石井先生:昔の人工関節手術は、痛みはとれるものの膝の曲がりが悪かったり、入院やリハビリに長い期間を要することが普通でした。最先端の膝の手術は、痛みをとるだけでなくより動きのいい膝、痛みが少なく回復が早い手術を目指したものへと進化しています。趣味や生きがいとして続けてこられた、あるいは膝の痛みであきらめてしまったスポーツ活動や畑仕事などの重労働、旅行などを、術後にもう一度再開し続けていかれる患者さんも多くいらっしゃいますが、そこで問題とされる長期の耐久性に関しても、手術手技の改良や人工関節の材料の開発などが進んでいます。人工関節手術はひろく普及していますが非常に専門性の高い手術です。

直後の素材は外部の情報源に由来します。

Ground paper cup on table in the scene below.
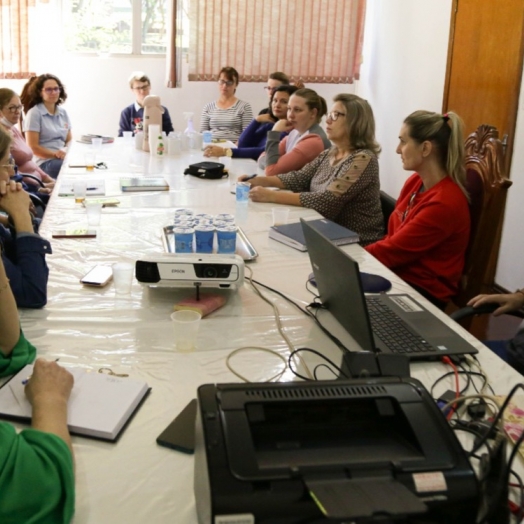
[84,153,96,171]
[85,201,102,226]
[171,309,202,351]
[217,225,237,255]
[73,180,87,204]
[112,262,134,295]
[91,138,102,151]
[271,207,289,226]
[235,182,251,204]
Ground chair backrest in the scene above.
[453,124,512,307]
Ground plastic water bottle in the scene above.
[155,134,166,156]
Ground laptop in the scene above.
[301,219,478,360]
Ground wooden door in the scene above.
[443,0,524,168]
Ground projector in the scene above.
[135,253,244,289]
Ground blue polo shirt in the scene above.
[24,102,71,165]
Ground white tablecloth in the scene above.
[13,139,521,524]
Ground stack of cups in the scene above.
[173,209,237,254]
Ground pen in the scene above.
[22,358,60,386]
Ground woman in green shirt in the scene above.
[0,252,75,524]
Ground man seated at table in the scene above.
[468,288,524,375]
[118,71,173,136]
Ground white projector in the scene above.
[135,253,244,289]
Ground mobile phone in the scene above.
[82,198,120,207]
[80,266,113,287]
[156,398,198,454]
[52,229,96,238]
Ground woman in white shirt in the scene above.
[24,74,72,178]
[200,67,253,142]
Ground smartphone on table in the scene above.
[80,266,113,287]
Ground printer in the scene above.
[194,377,479,524]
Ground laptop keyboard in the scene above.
[366,297,435,353]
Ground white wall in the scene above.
[356,0,451,198]
[2,0,354,136]
[356,0,524,290]
[2,0,524,289]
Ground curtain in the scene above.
[189,0,366,84]
[0,0,35,79]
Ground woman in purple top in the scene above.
[204,85,298,160]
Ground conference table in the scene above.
[17,139,522,524]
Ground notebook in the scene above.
[79,135,115,144]
[269,218,360,251]
[120,177,169,192]
[301,220,478,360]
[58,178,106,196]
[0,365,151,442]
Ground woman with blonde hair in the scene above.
[0,88,55,194]
[258,88,331,176]
[244,91,384,245]
[366,111,470,308]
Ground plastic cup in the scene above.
[174,227,195,253]
[235,182,251,204]
[73,180,87,204]
[202,131,213,149]
[91,138,102,151]
[217,226,237,255]
[271,207,289,226]
[213,213,235,224]
[111,262,134,295]
[171,309,202,351]
[85,202,102,226]
[84,153,96,171]
[195,225,215,253]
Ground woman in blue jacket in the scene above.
[0,128,51,308]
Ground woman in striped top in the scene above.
[200,67,253,142]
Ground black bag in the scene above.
[184,162,229,180]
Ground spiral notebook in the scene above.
[0,365,151,442]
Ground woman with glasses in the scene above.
[244,91,384,245]
[24,74,72,178]
[200,67,253,142]
[366,111,470,309]
[0,88,55,195]
[118,71,173,136]
[0,126,51,308]
[204,85,298,160]
[258,88,331,176]
[0,254,75,524]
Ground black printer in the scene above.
[195,378,479,524]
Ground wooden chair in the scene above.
[453,124,512,307]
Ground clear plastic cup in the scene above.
[271,207,289,226]
[217,225,237,255]
[171,309,202,351]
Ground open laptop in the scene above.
[301,219,478,360]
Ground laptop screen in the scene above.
[300,219,375,352]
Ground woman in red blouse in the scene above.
[366,111,470,308]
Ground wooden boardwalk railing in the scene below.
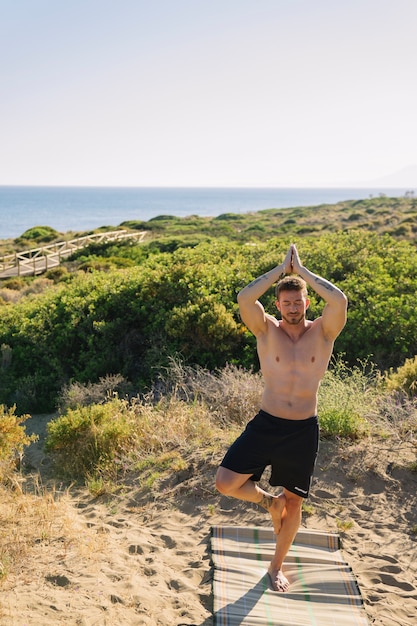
[0,230,146,278]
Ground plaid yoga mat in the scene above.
[211,526,369,626]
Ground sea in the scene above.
[0,186,407,240]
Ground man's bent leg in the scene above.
[268,489,303,591]
[216,467,285,534]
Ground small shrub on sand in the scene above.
[45,398,137,478]
[0,405,36,481]
[319,360,377,439]
[154,359,263,426]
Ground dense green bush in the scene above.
[387,355,417,397]
[0,229,417,412]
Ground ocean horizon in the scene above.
[0,186,407,240]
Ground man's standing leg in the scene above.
[268,489,303,591]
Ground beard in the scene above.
[281,313,305,326]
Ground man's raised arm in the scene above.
[237,248,292,336]
[291,244,348,341]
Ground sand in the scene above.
[0,416,417,626]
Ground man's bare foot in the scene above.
[268,566,290,593]
[259,493,286,535]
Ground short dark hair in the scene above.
[275,276,307,300]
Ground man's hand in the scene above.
[282,244,294,274]
[287,243,302,274]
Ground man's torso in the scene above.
[257,315,333,420]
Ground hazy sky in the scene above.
[0,0,417,186]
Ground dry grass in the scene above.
[0,478,104,588]
[0,362,417,584]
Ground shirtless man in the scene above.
[216,244,347,592]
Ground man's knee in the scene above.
[215,467,231,496]
[284,489,303,515]
[215,466,250,496]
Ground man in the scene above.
[216,244,347,592]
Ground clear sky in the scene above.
[0,0,417,186]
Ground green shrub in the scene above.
[0,405,36,481]
[45,398,137,478]
[386,356,417,397]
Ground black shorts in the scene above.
[221,410,319,498]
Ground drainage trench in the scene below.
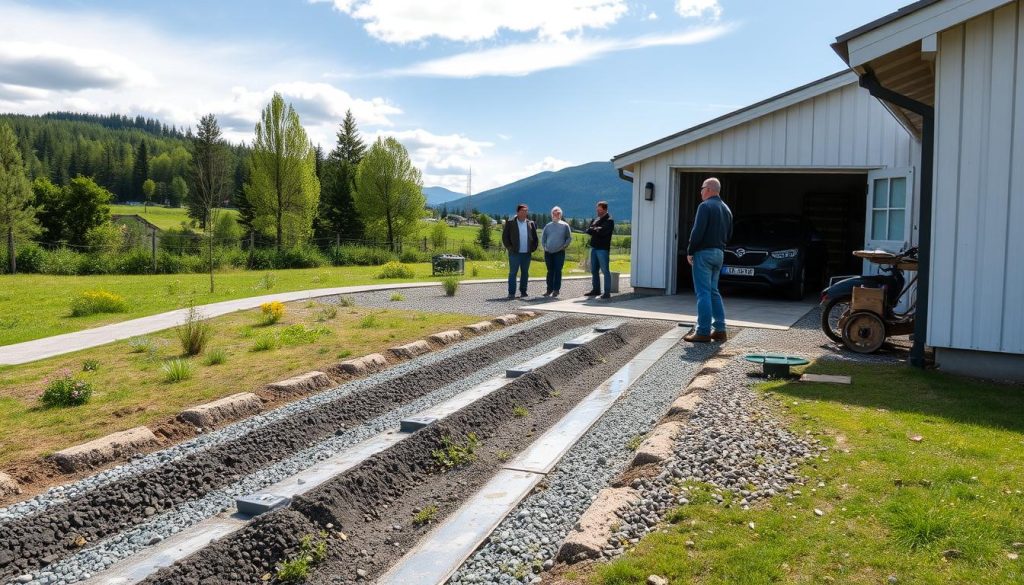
[140,323,667,584]
[0,318,593,579]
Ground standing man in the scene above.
[587,201,615,298]
[683,177,732,343]
[541,206,572,297]
[502,203,538,300]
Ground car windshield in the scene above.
[732,217,803,244]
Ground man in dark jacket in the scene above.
[502,203,538,300]
[587,201,615,298]
[683,177,732,343]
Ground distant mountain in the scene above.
[423,186,466,205]
[447,162,633,219]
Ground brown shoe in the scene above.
[683,331,712,343]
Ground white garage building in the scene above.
[612,71,920,294]
[612,0,1024,380]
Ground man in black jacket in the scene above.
[587,201,615,298]
[502,203,538,300]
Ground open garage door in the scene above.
[676,171,867,291]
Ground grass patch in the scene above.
[413,504,437,526]
[203,347,227,366]
[582,363,1024,585]
[0,305,479,468]
[430,432,479,469]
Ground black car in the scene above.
[719,215,828,300]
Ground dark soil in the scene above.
[145,323,668,585]
[0,317,593,579]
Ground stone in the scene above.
[463,321,495,335]
[267,371,333,394]
[335,353,387,376]
[427,329,462,345]
[335,353,387,376]
[669,392,703,416]
[388,339,430,360]
[556,488,640,562]
[178,392,263,428]
[494,314,519,326]
[0,471,22,498]
[633,420,685,467]
[800,374,853,384]
[53,426,157,473]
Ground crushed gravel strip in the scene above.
[0,313,559,530]
[449,327,717,585]
[22,321,606,584]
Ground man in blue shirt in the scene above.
[683,177,732,343]
[502,203,538,299]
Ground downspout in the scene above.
[860,73,935,368]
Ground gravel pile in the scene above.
[449,331,717,585]
[24,318,592,584]
[604,359,823,557]
[0,315,558,530]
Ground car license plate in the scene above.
[722,266,754,277]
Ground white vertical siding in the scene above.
[928,2,1024,353]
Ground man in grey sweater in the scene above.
[541,206,572,297]
[683,177,732,343]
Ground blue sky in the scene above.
[0,0,908,192]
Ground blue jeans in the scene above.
[693,248,725,335]
[509,252,530,296]
[590,248,611,293]
[544,250,565,292]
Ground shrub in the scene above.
[128,337,154,353]
[39,370,92,408]
[441,276,459,296]
[259,300,285,325]
[377,261,416,279]
[176,306,211,356]
[203,347,227,366]
[71,291,128,317]
[160,358,193,383]
[14,244,46,273]
[459,242,487,260]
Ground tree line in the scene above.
[0,93,426,288]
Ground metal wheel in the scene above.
[843,310,886,353]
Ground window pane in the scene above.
[889,209,906,240]
[872,178,889,209]
[871,211,889,240]
[889,177,906,209]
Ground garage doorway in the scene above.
[676,171,867,291]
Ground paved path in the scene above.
[0,275,606,366]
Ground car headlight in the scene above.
[771,248,800,260]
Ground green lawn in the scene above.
[111,205,238,229]
[0,301,480,466]
[0,256,630,345]
[593,363,1024,585]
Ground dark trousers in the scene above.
[509,252,530,296]
[544,250,565,292]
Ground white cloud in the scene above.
[526,157,574,175]
[380,25,732,78]
[676,0,722,20]
[310,0,628,43]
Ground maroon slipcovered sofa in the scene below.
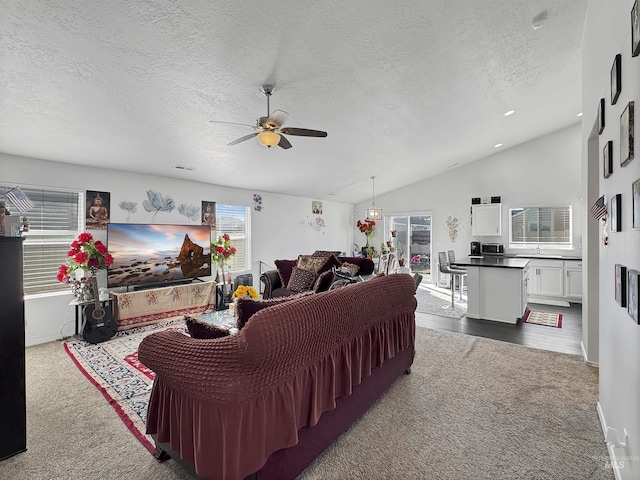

例えば現在、当院では片膝あたり手術は通常1時間で終わります。これは人工関節手術において最も重大な合併症である感染に対する最大の防止策となっていると思います。また、両膝が悪い患者さんは1回の手術で両膝を同時に治療しています。片膝の方は手術の翌日、両膝の方は2日目から立って歩き始めます。最短で手術から6日目に退院された患者さんもおられますが、十分にリハビリをしてもらって順調な場合、手術後約3週間で退院となります。当院では1カ月の入院で患者さんの負担は9万円前後です(年齢、保険の種類により多少の差があります)。
Q.手術の痛みはとても不安なものですが、どの程度と考えればよろしいでしょうか。
石井先生:当院の人工関節手術においては、大分大学医学部麻酔科学講座の麻酔専門医の先生方が術中術後の痛みを管理してくださいます。手術中は全く痛みを感じませんし、術後の痛みも「思ったより痛くなかった」という方がほとんどです。病室では手術をひかえた患者さんと術後の患者さんが同室となり、「痛かった?」、「リハビリは大変?」という具合に患者さん同士で話をされているのをよく見かけます。手術を決意する時も実際に手術を受けたご友人や親戚の方の話を聞いて決心したという方が一番多いですし、患者さんの体験談が一番説得力があるようです。当院では昨年、91歳のおばあちゃんが両膝の手術を受けられ、長年苦しんでこられた膝の痛みもなくなり今でもお元気に暮らしておられます。人工関節手術に年齢制限はありません。膝の痛みをあきらめないでほしいですね。かかりつけ医とも相談され、専門の医療機関を受診して下さい。
取材日:2010.9.21
*本文、および動画で述べられている内容は医師個人の見解であり、特定の製品等の推奨、効能効果や安全性等の保証をするものではありません。また、内容が必ずしも全ての方にあてはまるわけではありませんので詳しくは主治医にご相談ください。